[Africa Diligence] Depuis quelques années, un vent entrepreneurial puissant souffle sur l’Afrique et fait de plus en plus pousser des ailes à de jeunes africains. Tenter de monter une entreprise, c’est espérer pouvoir s’en sortir. C’est ainsi que l’on assiste à une multiplication des classements de jeunes start-up africaines. 

On enregistre plus d’initiatives locales au moment où la France veut  de nouveau s’affirmer dans ses relations économiques avec l’Afrique. Il était temps au vu des parts de marchés perdues par la France sur le continent africain. Ses échanges ont fondu de presque moitié. Ils sont tombés à 4 %. Et ce recul est général, y compris sur l’ouest africain à dominante francophone. Du coup, sa présence la ramène au même niveau que l’Amérique latine.  C’est fort peu.

Si la France a perdu ce terrain au tournant du siècle, ce n’est pas faute d’opportunités.

Les investissements en Afrique ont bondi de 10 à 60 milliards de dollars: dans les infrastructures, les télécommunications, l’énergie, l’eau, l’agro-business…Cela a représenté la croissance la plus vive au monde. La France est certes restée dans la course, mais en descendant dans le  classement, se faisant même doubler par l’Italie.

Pourquoi ce tassement ? Par crainte de l’instabilité des états africains, et une fascination pour les marchés asiatiques. C’est aussi la montée en puissance de la Chine qui a redistribué les cartes économiques en Afrique.

Au moment où la France voyait sa présence reculer autour de 4 %, celle de la Chine montait à 22 % ! On aurait tort d’oublier qu’elle n’est pas seule: l’Inde a accéléré à toute allure, la Corée, la Turquie aussi.

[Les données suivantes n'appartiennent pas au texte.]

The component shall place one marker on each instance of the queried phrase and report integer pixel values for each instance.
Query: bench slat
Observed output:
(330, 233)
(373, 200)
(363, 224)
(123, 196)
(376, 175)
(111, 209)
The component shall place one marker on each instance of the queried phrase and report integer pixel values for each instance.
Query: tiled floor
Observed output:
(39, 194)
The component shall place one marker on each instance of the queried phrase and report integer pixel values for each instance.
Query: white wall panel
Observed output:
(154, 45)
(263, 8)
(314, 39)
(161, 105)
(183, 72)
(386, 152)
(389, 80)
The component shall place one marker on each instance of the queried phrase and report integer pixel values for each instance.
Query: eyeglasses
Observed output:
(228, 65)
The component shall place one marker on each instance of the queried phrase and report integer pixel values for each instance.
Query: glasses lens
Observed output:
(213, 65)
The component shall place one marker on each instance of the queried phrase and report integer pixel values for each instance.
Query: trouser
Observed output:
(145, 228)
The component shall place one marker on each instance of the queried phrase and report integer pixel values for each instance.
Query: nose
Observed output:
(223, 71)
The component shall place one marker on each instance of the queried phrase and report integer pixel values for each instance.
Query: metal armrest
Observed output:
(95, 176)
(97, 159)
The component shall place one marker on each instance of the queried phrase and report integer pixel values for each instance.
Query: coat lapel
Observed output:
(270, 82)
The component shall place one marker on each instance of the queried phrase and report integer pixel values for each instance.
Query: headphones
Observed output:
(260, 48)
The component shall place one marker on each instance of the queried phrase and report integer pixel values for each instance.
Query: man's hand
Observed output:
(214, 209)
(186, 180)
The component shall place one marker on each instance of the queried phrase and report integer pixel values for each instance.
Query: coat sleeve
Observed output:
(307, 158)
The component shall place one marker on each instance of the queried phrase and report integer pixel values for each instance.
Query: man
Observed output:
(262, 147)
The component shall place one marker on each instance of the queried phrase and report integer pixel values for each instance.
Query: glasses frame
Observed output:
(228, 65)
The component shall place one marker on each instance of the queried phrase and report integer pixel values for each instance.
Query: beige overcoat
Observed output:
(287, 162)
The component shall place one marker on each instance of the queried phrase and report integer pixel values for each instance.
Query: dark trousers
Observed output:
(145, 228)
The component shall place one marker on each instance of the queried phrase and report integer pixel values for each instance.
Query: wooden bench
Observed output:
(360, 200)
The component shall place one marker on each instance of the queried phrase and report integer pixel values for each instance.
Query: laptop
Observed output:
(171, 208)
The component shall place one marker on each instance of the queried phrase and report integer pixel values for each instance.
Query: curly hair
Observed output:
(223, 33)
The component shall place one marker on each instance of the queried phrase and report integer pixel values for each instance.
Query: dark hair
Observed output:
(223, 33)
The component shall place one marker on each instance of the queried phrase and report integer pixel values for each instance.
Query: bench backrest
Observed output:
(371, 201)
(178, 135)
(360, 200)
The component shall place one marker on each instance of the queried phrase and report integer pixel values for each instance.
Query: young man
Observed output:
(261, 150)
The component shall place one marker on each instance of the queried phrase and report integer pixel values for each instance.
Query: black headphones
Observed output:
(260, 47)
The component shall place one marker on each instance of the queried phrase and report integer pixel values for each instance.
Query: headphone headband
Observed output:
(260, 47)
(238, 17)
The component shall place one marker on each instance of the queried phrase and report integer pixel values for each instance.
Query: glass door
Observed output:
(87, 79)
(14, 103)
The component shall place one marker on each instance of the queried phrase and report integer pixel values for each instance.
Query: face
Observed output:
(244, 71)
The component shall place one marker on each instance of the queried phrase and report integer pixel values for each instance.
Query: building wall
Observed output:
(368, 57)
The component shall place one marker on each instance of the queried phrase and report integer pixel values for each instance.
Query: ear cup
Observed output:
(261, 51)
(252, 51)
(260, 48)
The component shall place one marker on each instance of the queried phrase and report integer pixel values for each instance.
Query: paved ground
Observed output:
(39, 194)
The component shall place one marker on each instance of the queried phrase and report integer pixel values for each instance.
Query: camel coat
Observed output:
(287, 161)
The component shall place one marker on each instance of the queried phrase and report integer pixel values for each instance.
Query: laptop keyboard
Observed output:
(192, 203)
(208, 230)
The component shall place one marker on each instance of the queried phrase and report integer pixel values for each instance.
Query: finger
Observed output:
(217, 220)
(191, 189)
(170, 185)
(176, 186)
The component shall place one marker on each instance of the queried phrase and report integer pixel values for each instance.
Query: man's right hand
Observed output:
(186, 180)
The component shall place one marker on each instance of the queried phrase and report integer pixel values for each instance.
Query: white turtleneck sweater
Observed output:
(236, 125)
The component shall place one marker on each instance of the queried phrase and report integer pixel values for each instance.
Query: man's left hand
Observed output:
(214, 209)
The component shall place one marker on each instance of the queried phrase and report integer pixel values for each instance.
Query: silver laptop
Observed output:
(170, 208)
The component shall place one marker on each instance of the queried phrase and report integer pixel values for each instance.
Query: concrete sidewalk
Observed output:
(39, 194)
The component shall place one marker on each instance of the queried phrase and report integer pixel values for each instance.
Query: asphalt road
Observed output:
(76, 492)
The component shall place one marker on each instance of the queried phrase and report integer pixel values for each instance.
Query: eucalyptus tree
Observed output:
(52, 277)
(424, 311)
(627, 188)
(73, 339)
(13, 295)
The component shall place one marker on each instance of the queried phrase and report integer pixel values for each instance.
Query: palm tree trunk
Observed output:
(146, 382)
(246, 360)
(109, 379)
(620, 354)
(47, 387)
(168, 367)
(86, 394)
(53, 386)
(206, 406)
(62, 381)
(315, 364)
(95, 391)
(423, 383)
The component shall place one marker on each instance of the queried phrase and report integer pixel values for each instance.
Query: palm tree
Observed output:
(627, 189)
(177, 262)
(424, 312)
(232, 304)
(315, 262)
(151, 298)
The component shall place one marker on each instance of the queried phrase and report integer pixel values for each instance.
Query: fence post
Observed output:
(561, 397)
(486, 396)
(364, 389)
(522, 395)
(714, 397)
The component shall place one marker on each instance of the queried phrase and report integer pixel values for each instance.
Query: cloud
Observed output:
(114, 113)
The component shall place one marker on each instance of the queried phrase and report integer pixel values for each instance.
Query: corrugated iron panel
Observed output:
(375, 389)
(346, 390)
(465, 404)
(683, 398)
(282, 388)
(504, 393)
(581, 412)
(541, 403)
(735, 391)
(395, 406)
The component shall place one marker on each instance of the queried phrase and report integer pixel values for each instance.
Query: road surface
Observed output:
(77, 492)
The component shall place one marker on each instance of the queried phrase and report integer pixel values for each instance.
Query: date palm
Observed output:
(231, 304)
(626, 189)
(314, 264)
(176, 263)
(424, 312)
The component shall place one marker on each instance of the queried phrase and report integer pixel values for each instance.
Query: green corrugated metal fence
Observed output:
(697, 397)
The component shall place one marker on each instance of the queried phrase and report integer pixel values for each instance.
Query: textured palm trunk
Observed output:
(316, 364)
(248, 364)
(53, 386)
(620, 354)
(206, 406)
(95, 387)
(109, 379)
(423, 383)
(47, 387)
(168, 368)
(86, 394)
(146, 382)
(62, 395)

Comment faire pour reprendre pied  durablement ? 

Depuis ces 3 dernières années, on assiste à une remobilisation des acteurs politiques et économiques, Medef en tête afin de générer des courants d’affaires. Des missions appuyées par les grands acteurs traditionnels, fortement implantés, de Vivendi à Total en passant par Vinci, Areva et les grands équipementiers. Parmi ces missions on compte de plus en plus de PME.

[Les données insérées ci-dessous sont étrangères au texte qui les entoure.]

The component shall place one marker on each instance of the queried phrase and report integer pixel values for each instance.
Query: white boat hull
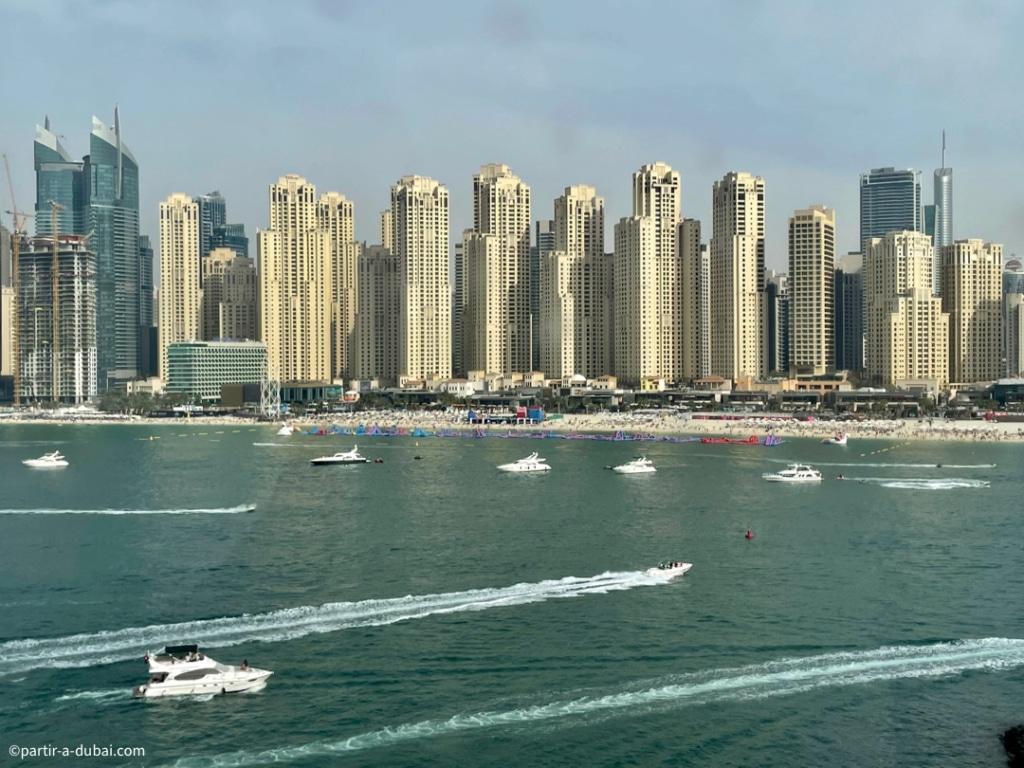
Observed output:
(242, 681)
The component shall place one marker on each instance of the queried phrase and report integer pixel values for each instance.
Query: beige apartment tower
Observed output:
(295, 278)
(737, 268)
(336, 215)
(812, 279)
(576, 293)
(180, 296)
(906, 337)
(380, 289)
(420, 236)
(497, 331)
(971, 280)
(230, 287)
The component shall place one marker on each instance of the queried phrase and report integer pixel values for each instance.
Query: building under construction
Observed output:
(65, 372)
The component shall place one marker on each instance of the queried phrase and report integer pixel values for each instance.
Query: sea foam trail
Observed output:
(924, 483)
(783, 677)
(288, 624)
(202, 511)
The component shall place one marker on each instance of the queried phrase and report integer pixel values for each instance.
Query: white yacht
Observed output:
(531, 463)
(47, 461)
(344, 457)
(670, 568)
(795, 473)
(183, 671)
(640, 465)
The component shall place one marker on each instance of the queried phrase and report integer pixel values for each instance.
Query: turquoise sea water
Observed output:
(436, 612)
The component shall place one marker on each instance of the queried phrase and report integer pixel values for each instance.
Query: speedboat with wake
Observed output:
(183, 671)
(344, 457)
(531, 463)
(47, 461)
(640, 465)
(670, 568)
(795, 473)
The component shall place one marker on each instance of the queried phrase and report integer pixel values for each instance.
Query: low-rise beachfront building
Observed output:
(200, 369)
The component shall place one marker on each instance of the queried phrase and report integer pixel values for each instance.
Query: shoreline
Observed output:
(630, 425)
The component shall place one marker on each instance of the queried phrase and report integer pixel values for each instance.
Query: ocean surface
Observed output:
(434, 611)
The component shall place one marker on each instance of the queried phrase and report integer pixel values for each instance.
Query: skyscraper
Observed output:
(180, 296)
(212, 214)
(56, 354)
(812, 275)
(574, 296)
(906, 332)
(419, 229)
(890, 201)
(737, 269)
(972, 296)
(497, 253)
(230, 287)
(295, 261)
(849, 294)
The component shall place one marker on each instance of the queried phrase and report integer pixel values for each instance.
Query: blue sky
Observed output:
(352, 95)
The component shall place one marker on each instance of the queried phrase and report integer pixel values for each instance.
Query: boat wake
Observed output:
(924, 483)
(202, 511)
(289, 624)
(779, 678)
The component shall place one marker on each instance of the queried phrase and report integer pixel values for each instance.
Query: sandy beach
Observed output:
(655, 424)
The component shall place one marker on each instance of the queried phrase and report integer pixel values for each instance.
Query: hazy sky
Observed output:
(230, 95)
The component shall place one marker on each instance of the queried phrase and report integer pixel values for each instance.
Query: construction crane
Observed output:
(18, 220)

Mais pour remobiliser des projets d’entreprise vers l’Afrique, encore faut-il des financements et des réseaux efficaces.

C’est la raison qui a souvent été invoquée: il ne suffit pas d’appeler à investir s’il n’ya pas d’incitations à le faire.

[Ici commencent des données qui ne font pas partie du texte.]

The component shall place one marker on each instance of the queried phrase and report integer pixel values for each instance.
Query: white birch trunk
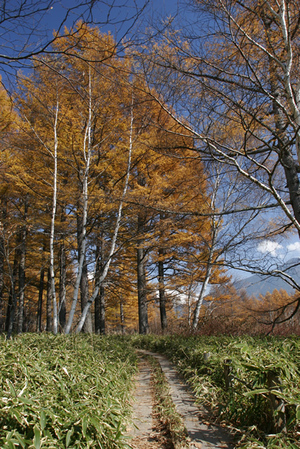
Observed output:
(215, 223)
(115, 235)
(87, 144)
(52, 229)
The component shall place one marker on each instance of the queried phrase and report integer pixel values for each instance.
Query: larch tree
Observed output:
(237, 66)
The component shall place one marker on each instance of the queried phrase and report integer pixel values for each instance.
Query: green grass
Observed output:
(231, 376)
(64, 391)
(165, 408)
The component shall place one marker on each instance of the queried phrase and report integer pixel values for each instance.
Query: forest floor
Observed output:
(149, 430)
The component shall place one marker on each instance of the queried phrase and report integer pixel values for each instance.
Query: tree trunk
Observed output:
(62, 286)
(22, 251)
(100, 299)
(40, 303)
(49, 303)
(162, 295)
(2, 259)
(84, 296)
(141, 279)
(122, 318)
(100, 311)
(12, 300)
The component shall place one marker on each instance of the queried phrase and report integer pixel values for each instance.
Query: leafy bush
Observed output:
(248, 382)
(64, 391)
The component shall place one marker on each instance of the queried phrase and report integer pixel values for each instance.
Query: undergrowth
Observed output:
(165, 407)
(250, 384)
(64, 391)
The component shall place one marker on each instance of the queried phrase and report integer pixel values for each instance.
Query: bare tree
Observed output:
(232, 71)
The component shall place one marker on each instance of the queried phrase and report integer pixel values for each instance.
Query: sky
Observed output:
(124, 10)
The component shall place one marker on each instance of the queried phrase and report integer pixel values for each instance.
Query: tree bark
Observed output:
(162, 293)
(141, 279)
(62, 286)
(40, 302)
(22, 251)
(12, 300)
(84, 296)
(49, 303)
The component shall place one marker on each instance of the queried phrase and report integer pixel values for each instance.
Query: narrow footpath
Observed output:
(147, 433)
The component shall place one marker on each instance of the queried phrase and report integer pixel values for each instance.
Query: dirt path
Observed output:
(147, 432)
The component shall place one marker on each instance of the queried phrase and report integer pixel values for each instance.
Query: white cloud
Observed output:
(273, 248)
(294, 246)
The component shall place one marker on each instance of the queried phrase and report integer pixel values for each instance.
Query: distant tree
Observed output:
(235, 80)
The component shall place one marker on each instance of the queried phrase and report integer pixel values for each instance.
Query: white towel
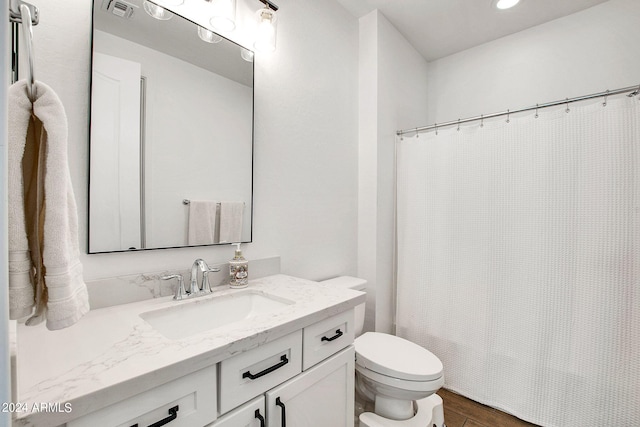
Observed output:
(231, 221)
(60, 292)
(202, 222)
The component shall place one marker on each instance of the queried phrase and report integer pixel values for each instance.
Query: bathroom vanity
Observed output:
(280, 349)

Il aura fallu attendre le début de l’année pour que soit lancé un fonds d’investissement franco-africain dédié aux PME. La fondation Africa France qui joue comme un espace de concertation et de réseautage est récente. C’est toute une diplomatie économique qui essaie de se recentrer sur l’Afrique afin d’encourager des partenariats durables, mais qui doit elle aussi se réorganiser entre les agences et les services de l’état qui ont du mal à bien s’articuler…. Et là aussi il faudra sans doute accélérer la cadence.

Compte tenu des difficultés liées à l’entreprenariat en Afrique, il est essentiel de faciliter l’entrée sur le marché en Afrique, afin que davantage d’entreprises puissent s’implanter dans les pays où les coûts de création d’une société sont plus faibles qu’ailleurs. Il convient d’élaborer de meilleurs dispositifs d’aide financière, de façon à permettre le développement du crédit aux entreprises, tout en accordant aux hommes et aux femmes entrepreneurs les mêmes droits économiques.